As reported, the member of the Presidency of BiH from the Croatian people Dragan Covic, in his letter, took a neutral stance, and he neither challenged nor confirmed the legal power of agent Softic, but noted that the Presidency of BiH will have no unified position.
In contrast to the neutral Covic, Ivanic attempted to challenge the legal power of agent Softic in his letter and claimed that the Presidency of BiH did not authorize him to submit the application for the revision of the judgment. Ivanic believes that the mandate of agent Softic expired in 2007, after the pronouncement of the first judgment, and that his mandate was not extended after that.
He also noted that the Presidency of BiH in the current mandate did not decide to initiate the revision nor the appointment of Softic for an agent.
Izetbegovic called for the universal principle of continuity of legal regulations in his letter, which is applied to all states of the world: all adopted regulations, decisions, regulations, etc. shall remain in force until they are reversed, or revised by the competent authority.

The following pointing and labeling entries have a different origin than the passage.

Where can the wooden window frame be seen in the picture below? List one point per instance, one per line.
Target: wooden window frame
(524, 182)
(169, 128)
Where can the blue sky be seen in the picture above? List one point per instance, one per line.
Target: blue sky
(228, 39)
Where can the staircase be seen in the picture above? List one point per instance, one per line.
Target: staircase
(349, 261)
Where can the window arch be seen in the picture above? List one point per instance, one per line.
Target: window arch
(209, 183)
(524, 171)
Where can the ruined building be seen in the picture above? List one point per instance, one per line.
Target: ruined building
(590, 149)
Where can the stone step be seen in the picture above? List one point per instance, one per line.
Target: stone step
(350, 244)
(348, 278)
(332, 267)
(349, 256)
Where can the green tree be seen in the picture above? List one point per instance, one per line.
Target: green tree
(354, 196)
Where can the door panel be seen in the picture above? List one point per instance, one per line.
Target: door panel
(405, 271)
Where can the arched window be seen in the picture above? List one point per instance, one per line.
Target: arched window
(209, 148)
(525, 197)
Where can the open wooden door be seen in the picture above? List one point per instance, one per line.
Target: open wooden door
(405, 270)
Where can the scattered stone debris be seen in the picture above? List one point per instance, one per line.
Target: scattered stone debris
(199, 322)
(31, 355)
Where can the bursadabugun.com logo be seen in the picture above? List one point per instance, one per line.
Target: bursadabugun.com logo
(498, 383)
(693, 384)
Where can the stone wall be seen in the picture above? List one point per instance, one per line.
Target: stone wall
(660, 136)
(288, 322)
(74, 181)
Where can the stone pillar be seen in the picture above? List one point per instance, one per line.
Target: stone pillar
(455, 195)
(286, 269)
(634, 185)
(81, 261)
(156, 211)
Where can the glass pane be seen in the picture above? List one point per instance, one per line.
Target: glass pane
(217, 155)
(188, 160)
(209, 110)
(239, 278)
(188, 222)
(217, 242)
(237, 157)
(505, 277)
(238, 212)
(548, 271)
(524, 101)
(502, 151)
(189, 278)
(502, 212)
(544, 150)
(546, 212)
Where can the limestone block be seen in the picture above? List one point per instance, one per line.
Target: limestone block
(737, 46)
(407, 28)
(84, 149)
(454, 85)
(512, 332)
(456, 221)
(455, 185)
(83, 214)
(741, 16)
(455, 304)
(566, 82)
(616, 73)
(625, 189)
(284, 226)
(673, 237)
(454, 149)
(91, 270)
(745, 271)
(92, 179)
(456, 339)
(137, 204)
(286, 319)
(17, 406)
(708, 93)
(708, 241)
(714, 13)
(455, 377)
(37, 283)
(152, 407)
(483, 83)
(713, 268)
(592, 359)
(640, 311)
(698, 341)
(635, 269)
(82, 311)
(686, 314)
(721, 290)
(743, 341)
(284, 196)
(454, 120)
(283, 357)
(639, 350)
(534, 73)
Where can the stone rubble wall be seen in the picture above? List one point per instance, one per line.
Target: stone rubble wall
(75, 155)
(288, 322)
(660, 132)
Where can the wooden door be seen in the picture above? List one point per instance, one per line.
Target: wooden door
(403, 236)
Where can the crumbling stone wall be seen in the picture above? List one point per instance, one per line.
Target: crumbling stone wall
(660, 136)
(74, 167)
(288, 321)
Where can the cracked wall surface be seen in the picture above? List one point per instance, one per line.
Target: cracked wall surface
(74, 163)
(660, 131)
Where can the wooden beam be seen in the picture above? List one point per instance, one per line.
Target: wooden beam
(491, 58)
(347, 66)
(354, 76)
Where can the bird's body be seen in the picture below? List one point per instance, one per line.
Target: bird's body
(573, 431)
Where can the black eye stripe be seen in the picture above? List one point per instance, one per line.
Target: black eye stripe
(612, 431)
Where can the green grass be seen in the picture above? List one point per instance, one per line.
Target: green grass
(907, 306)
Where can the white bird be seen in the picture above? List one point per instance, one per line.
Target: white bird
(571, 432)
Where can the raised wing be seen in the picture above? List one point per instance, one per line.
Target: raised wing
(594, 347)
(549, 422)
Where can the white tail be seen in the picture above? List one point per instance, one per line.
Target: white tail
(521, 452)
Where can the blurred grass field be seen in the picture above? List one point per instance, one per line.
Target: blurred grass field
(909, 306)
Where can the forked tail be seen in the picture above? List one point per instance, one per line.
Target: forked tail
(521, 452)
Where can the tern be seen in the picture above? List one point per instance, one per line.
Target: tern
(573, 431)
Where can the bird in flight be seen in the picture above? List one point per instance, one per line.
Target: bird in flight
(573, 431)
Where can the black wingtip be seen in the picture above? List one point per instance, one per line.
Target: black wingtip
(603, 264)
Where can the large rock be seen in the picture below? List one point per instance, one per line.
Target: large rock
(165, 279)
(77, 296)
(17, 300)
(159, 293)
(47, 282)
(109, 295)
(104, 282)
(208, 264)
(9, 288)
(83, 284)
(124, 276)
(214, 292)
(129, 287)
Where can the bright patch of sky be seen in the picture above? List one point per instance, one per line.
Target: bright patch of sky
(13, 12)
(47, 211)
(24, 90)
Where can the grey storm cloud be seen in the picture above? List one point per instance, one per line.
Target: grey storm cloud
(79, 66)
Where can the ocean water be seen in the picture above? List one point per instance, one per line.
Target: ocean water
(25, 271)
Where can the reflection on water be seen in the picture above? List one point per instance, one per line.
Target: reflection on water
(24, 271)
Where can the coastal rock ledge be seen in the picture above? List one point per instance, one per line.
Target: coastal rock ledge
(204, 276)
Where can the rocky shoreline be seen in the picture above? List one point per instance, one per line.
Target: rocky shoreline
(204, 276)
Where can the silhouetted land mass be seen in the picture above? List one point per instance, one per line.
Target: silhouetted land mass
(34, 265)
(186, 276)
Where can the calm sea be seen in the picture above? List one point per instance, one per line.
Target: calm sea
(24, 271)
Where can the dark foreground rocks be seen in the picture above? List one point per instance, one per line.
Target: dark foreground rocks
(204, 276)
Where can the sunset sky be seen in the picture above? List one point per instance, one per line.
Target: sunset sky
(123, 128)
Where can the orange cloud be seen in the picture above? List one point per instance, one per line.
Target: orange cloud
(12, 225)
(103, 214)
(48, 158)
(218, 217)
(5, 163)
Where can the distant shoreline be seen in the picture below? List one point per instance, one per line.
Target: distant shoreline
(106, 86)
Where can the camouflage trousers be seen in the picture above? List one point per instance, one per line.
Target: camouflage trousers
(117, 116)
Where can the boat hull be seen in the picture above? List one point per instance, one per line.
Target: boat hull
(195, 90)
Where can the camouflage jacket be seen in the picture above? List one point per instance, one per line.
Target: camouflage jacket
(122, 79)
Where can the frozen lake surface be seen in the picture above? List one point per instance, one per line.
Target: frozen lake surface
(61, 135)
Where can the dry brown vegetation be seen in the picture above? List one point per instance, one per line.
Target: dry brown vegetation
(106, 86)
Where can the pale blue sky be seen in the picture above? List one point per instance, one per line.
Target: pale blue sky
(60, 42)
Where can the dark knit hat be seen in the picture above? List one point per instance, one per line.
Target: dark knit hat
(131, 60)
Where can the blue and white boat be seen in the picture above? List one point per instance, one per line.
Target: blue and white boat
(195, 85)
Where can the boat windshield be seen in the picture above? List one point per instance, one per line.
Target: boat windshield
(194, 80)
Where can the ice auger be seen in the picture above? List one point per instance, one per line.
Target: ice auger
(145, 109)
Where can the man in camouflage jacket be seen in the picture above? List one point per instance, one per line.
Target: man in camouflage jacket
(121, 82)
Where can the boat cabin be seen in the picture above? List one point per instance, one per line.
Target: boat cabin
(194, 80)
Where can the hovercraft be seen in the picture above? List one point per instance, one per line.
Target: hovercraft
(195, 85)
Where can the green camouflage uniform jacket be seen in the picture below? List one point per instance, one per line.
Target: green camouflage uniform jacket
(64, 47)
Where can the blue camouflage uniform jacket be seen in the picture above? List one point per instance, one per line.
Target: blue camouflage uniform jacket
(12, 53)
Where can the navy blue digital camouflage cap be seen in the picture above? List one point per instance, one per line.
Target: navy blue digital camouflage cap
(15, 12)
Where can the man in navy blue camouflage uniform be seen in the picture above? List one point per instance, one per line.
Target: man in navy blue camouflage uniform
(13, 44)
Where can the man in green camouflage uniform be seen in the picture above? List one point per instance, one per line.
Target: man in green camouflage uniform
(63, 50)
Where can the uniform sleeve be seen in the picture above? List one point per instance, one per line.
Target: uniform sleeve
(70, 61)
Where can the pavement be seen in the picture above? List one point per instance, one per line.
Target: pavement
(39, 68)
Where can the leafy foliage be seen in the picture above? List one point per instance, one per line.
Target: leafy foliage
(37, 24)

This, in particular in the case of agent Softic, means that his term of office has not expired in 2007, as Ivanic claims, but is still active since the Presidency of BiH never deprived nor reversed the mandate.
Izetbegovic in his letter noted the integral content of the decision on the appointment of agent Softic from 2002, from which it is clear that his mandate is not limited by time nor strictly tied for the first judgment.
Izetbegovic is supported by the fact that agent Softic already represented BiH in two separate lawsuits against Serbia.
To recall, after BiH filed a lawsuit on genocide, Serbia was trying to challenge the jurisdiction of the Hague tribunal, stating that it was not a member of the UN during the wartime and that, therefore, it cannot be judged for violating international conventions on the prevention of genocide.
Serbia lost that dispute, The Hague court was declared as competent, and then started the trial at the lawsuit of BiH.
In both cases, BiH was represented by agent Softic and the Court never challenged his legitimacy nor requested further clarification from the Presidency of BiH. Izetbegovic’s letter stated that the revision of the judgment is part of the same legal dispute and that the agent Softic has active legitimation to represent BiH.